Clarifying Questions

When you get asked this question in a real-life environment, it will often be ambiguous (especially at FAANG). Make sure to ask these questions in that case:

What is the maximum possible length of the `deadends` array?
Can the `target` string ever be equal to one of the strings in the `deadends` array?
Is it possible for the `deadends` array to be empty?
If it is impossible to reach the target, what should the function return?
Are the strings in `deadends` and `target` guaranteed to be valid 4-digit strings with digits between '0' and '9'?

Brute Force Solution

Approach

The brute force approach to opening the lock tries every single possible combination until we find the correct one. We will start with the initial state, then systematically try every single combination until we reach our target or have exhausted all possibilities.
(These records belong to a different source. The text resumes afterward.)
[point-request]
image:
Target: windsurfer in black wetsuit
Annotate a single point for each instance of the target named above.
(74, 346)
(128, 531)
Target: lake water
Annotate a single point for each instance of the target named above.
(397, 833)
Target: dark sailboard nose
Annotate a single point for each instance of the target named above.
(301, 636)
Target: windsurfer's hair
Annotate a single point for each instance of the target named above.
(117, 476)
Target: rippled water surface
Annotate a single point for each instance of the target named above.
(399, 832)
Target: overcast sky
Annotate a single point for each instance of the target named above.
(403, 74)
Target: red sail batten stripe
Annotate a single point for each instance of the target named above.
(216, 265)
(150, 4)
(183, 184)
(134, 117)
Here's how the algorithm would work step-by-step:

Start with the lock at '0000'.
Try every possible next combination by changing one digit at a time. For instance, '0001', '0010', '0100', '1000', and so on.
Keep track of all the combinations you've tried so you don't repeat them.
If any of the combinations are not allowed (deadends), skip them.
Continue generating new combinations by changing one digit of the previous combinations, one at a time.
Repeat this process, checking each new combination to see if it's the target combination or if it's a deadend.
Stop when you find the target combination, or when you have tried every possible combination without finding the target.

Code Implementation

def open_the_lock_brute_force(deadends, target):
    initial_combination = '0000'

    if initial_combination in deadends:
        return -1

    visited_combinations = {initial_combination}
    queue = [initial_combination]
    number_of_steps = 0

    while queue:
        queue_length = len(queue)

        for _ in range(queue_length):
            current_combination = queue.pop(0)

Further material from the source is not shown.